Oxidative stress is convenient to quantify in the sense of toxicity and ecotoxicity because cells react with many defensive responses, easily counted as an enzyme or genetic reaction, to oxidative stresses [2]. Several in vitro toxicity tests of nanoparticles, for example, TiO2 and fullerenes, have shown that reactive oxygen species (ROS) is generated [3, 4]. This deceptive contrast illustrates the necessity in animals and individual cells to research nanoparticles' interactions and nanoparticles' mechanistic aspects.
Many nanoparticles are photochemically active to produce excited electrons to the sun. When oxygen is present, super radicals can be formed by direct transmission of electrons [5], in an ecotoxicity sense, circumstances in which species are simultaneously exposed to nanoparticles and light.
Ecotoxicity assessments are carried out at a range of trophic stages, including certain species and some exposure conditions, such as microorganisms, plants, invertebrates, and vertebrates. The structured protocols describe individual physical and physiological states and direction and growth and fertility. The benefits of microorganisms are all‐round and very diverse, tiny, and short generation [6].
Apart from microorganisms, there are many very useful organisms from different environments that may be used in ecotoxicity testing. Organisms of different trophic levels from primary producers to predators can be of concern because they accumulate in the food chain (bioamplification). This is because of environmental contaminants. Organisms can also be chosen depending on multiple habitats in the soil and water because they become essential to the biogeochemical cycling of elements [5] for carrying out an environmental method. Ecotoxicity means toxicity exclusively for species of ecological concern. Simultaneously, the term bioassay requires the assessment of toxicity or stress by a substance within an ecological matrix that applies to live in the nature of the organism.
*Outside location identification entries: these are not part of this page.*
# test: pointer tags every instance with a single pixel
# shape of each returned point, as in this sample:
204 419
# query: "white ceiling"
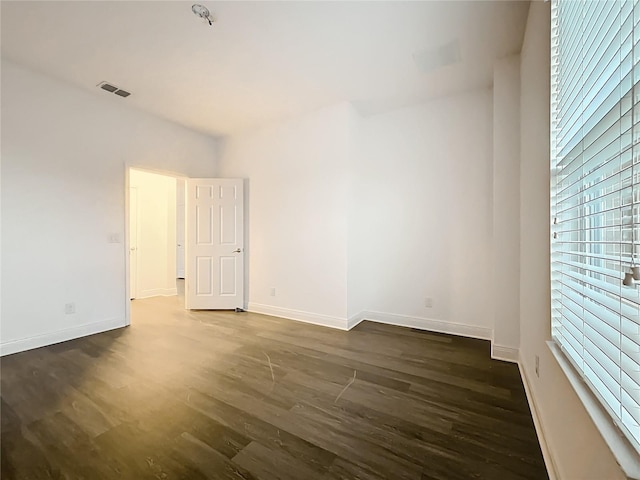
264 60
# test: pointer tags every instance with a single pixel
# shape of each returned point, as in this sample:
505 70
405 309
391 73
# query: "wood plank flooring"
205 395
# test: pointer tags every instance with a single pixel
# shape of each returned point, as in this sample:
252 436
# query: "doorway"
185 228
153 234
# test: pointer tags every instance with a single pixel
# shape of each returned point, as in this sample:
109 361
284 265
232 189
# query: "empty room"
320 240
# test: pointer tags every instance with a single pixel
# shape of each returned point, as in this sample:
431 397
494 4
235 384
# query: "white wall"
576 448
63 188
297 216
506 208
423 215
156 246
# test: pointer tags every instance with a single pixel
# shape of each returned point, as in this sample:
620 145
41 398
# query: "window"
595 198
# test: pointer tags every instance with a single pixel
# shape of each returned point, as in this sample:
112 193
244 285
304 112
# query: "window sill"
622 450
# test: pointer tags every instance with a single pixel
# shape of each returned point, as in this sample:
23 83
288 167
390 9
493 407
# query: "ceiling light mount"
203 12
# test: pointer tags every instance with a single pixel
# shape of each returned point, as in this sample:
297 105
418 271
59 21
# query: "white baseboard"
356 319
299 315
506 354
544 446
157 292
429 324
29 343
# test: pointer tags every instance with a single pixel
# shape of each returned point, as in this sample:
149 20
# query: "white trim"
622 450
356 319
155 292
506 354
127 266
299 315
15 346
430 324
537 422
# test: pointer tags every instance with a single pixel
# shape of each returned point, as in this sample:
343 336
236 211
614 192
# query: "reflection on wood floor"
202 395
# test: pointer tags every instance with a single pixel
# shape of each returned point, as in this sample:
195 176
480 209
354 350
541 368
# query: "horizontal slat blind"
595 198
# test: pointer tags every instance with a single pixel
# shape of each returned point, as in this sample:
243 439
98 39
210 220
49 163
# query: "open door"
133 242
215 244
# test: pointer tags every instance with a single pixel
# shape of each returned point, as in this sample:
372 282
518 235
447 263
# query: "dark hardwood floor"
203 395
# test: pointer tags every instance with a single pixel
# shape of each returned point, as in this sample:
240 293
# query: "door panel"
214 257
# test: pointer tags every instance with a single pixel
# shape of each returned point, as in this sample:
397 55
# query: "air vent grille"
113 89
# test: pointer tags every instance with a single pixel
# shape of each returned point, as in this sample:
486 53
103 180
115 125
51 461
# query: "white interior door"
215 244
133 242
180 235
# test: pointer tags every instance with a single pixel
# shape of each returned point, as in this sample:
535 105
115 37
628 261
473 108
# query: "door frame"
127 264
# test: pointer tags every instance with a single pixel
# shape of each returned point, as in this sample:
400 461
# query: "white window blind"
595 198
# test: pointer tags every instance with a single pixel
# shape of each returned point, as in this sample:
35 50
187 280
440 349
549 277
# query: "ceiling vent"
434 58
113 89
The exposure of fish to nanoparticles in pure water can, therefore, constitute an ecotoxicity trial while exposure of fish to nanoparticles in saltwater results in dissolution of organic carbon (DOC) [6]. Changes in nanoparticles such as ions, natural colloids, and other locked surfaces as they come in contact with the environmental matrix components would likely affect not only mobility, aggregation, and so on. Still, they will also change the toxicity properties [7]. Ecotoxicology, as in traditional toxicology, can also use a wide range of physiological and genetic endpoints. The functional testing of ecotoxic species nevertheless contributes to the difficulty of such studies. Very pure systems have been used in most research on nanoparticulate adverse effects, where nanoparticles can interact with matrix constituents that affect bioavailability [6].
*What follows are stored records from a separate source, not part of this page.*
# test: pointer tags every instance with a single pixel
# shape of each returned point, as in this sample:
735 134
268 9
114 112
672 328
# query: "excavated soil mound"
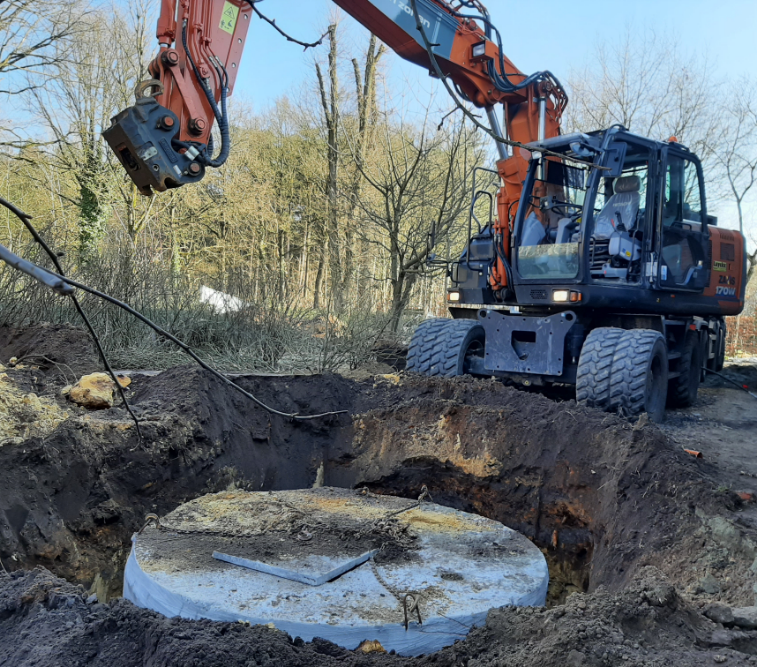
603 498
62 348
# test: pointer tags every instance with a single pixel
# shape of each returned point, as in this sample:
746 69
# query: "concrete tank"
343 565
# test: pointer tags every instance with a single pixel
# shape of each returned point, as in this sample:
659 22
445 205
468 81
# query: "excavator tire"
423 345
594 365
441 349
683 390
639 374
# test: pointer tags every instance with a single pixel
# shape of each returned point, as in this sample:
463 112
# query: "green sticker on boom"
229 18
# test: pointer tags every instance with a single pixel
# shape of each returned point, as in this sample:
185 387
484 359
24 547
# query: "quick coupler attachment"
141 137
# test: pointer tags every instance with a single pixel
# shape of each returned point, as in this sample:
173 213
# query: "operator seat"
622 207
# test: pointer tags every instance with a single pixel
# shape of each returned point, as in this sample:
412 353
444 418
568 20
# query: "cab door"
682 234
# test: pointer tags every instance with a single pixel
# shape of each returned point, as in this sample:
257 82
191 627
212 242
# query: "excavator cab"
618 279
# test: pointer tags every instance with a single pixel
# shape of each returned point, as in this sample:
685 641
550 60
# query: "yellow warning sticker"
229 17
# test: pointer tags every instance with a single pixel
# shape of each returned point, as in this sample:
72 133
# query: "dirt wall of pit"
599 495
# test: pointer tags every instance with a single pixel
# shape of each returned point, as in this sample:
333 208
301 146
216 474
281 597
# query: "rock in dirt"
745 617
95 391
719 614
24 414
56 348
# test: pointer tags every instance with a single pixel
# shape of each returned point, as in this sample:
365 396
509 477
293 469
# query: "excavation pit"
639 536
341 565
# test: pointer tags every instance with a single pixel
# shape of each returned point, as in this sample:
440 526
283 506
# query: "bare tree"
36 37
365 89
420 182
330 105
734 149
641 82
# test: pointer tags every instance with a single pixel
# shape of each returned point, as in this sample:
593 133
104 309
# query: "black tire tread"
435 348
628 377
594 366
423 344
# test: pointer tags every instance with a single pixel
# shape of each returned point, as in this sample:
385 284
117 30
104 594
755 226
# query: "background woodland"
310 248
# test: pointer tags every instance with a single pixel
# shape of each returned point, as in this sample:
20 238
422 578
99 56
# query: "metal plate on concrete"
312 570
458 565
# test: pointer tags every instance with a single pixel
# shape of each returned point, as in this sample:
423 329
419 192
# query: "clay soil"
642 538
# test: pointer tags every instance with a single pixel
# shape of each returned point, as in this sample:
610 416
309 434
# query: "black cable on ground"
26 219
743 387
180 344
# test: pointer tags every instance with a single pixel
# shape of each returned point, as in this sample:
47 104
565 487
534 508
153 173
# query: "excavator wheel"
443 348
639 374
594 366
683 389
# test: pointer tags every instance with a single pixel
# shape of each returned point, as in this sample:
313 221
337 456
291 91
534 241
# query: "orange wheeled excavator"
598 265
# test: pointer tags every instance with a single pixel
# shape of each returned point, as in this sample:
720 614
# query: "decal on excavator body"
229 18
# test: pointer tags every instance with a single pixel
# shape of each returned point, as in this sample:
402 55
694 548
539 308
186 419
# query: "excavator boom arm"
164 141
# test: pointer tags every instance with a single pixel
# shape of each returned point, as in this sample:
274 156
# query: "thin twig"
26 219
289 38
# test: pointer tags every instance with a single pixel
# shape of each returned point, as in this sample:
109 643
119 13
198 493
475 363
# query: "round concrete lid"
336 564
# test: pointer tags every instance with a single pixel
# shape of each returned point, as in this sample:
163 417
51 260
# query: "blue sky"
539 34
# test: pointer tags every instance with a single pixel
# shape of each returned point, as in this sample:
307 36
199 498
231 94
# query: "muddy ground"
646 543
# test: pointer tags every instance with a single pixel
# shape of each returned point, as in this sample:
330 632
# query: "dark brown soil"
60 348
639 535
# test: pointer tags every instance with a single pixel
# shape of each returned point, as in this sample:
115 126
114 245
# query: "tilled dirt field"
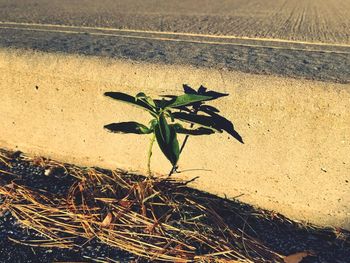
301 20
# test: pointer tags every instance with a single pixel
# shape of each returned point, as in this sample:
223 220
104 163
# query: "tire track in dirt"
325 62
326 21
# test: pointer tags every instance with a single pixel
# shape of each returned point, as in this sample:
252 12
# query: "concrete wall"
295 159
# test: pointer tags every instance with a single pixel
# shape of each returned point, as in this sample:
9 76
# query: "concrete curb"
297 132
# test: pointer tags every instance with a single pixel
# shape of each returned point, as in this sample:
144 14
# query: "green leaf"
198 131
129 99
167 140
200 120
128 127
187 99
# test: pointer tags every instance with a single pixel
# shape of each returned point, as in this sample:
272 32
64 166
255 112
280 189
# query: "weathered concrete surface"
297 133
307 20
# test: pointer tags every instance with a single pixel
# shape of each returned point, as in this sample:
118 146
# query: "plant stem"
150 154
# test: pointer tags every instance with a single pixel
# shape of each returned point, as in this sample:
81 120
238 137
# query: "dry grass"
156 219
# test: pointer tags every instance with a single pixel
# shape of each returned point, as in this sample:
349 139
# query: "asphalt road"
307 39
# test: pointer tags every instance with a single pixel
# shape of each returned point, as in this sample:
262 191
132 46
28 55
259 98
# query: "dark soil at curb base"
273 230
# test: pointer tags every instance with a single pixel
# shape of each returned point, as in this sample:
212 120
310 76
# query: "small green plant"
168 117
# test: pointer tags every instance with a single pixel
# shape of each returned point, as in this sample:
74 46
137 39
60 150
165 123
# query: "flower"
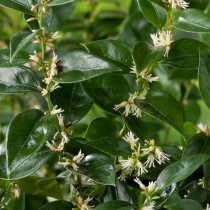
162 38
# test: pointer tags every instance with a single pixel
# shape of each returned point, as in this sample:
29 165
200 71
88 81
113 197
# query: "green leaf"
99 168
39 186
101 128
80 66
18 42
20 5
184 53
164 107
55 205
145 55
115 205
180 170
192 20
26 135
58 2
138 127
107 90
110 145
113 51
204 77
73 100
21 58
154 13
185 204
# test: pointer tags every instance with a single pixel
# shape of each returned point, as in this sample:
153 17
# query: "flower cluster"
130 106
162 38
134 164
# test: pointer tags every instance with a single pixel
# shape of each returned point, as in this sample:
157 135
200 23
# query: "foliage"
84 124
The safety doubts of NPs were emphasized, and their use was investigated both purposely and accidentally concerning the potential dangers associated with NPs [8, 9]. Massive industrial processing of nanoparticles might soon lead to the presence, in different environments and humans, of both nanoparticles and waste produced when presenting them. Once you evaluate nanoparticles' hazards from the environmental perspective, there is a paradox that potentially harmful nanoparticles often possess the potential of creating the so‐called green chemistry. These more environmentally friendly processes can be used in ecological contaminants [10]. Examples are the use of engineered nanoparticles to treat water and fix the water, which has proven successful and has also created questions about human exposures to nanoparticles in treated water. Research to determine whether or not a substance is harmful includes assessing the material's inherent toxicity and its interaction with living cells [11]. In in vitro and in vivo toxicological tests, the doses or dosage levels used are most often too high relative to actual accidental human exposure [8].
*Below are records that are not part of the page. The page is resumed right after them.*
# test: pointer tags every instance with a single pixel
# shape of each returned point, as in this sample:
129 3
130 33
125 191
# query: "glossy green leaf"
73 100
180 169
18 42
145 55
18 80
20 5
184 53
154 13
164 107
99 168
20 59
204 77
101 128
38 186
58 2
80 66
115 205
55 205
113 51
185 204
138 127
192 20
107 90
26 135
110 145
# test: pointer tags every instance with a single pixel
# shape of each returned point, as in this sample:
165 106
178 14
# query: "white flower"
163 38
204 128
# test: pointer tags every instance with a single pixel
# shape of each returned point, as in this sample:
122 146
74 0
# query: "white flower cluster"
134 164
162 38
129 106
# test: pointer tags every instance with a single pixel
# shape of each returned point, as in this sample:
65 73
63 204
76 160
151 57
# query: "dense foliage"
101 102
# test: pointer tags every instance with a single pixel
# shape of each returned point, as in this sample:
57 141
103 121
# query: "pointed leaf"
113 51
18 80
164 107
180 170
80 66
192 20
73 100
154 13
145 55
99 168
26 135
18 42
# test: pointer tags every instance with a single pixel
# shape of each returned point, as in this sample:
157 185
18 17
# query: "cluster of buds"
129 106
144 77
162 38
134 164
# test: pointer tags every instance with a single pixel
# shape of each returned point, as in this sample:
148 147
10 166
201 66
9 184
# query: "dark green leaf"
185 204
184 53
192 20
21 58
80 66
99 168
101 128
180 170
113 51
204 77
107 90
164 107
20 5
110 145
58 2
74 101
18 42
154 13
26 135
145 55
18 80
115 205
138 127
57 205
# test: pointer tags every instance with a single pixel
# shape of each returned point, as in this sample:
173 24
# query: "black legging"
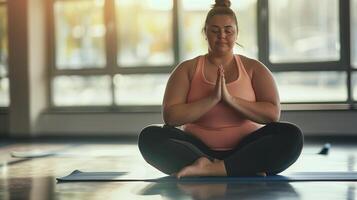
271 149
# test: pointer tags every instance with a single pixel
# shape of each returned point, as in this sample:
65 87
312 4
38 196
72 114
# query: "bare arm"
267 106
176 111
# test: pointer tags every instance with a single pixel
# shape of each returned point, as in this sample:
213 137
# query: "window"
144 32
354 85
354 33
79 31
303 31
119 53
4 80
311 86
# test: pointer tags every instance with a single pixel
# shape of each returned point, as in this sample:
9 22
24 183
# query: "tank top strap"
241 68
199 67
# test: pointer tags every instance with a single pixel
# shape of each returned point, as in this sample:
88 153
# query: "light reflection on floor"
34 179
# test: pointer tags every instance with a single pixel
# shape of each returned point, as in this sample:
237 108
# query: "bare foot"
203 167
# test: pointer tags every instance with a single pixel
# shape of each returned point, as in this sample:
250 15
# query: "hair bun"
222 3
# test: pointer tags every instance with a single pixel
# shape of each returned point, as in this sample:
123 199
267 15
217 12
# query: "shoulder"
253 66
187 67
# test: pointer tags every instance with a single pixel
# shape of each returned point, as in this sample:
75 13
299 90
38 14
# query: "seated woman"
228 106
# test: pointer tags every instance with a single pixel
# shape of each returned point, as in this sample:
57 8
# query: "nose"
222 34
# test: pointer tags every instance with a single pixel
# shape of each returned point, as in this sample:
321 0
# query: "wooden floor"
34 179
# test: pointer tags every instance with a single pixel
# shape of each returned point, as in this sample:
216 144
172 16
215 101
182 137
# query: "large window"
303 31
353 12
144 32
4 80
354 33
120 52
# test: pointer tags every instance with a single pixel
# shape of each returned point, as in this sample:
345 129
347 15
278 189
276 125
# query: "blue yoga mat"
125 176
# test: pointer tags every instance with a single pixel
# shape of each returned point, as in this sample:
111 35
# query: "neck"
218 60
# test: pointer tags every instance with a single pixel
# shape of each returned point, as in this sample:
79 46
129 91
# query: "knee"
290 132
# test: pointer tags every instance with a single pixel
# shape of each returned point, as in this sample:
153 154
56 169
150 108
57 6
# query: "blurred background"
84 67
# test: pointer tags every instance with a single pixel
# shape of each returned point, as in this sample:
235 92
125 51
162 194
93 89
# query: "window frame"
111 68
4 109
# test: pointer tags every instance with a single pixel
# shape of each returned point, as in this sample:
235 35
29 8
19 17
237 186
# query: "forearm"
177 115
260 112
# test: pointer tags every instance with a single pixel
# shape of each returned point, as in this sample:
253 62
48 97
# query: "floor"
34 179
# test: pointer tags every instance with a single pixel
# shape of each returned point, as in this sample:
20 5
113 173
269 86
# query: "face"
221 32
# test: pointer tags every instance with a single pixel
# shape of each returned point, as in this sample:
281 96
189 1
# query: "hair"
221 7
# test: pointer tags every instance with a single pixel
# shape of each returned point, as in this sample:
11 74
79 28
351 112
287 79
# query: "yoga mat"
125 176
60 153
42 154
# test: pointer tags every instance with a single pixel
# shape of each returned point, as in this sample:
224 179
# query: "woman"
228 106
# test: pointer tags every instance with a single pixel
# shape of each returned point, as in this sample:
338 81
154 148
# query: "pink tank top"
222 128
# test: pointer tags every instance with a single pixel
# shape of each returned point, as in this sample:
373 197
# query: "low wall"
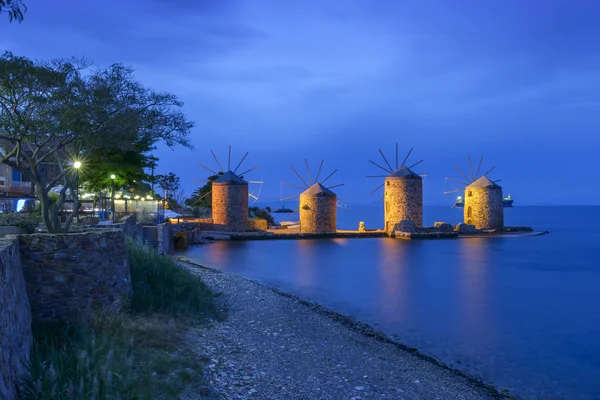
15 319
68 275
257 224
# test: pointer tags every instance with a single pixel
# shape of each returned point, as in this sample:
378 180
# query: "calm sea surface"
521 312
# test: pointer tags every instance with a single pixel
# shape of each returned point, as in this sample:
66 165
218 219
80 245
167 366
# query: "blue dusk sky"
517 82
More research is therefore needed before widespread statements on ecotoxicological nanoparticles could be produced. The best approach subject to scrutiny is to prevent the escape of nanoparticles to the atmosphere. This decreases their mobility and prevents their presence in the atmosphere by inserted NPs into organic or inorganic matrices [12]. The easiest way to improve the protection of NPs is the use of nanocomposites like these. The use of magnetic nanoparticles in its architecture is a supportive approach to ensuring nanoparticles' security [13]. Based on the useful characteristics and the response to a magnetic field, vegetable NPs are prodigious influential scientists [14]. Polymeric material containing magnetic nanoparticles with specific characteristics, catalytic or bactericidal operation fields, is that magnetic nanoparticles can be retrieved quickly using simple magnetic traps to leak the nanocomposite [15]. Nanoparticles' ecotoxic consequences are as follows.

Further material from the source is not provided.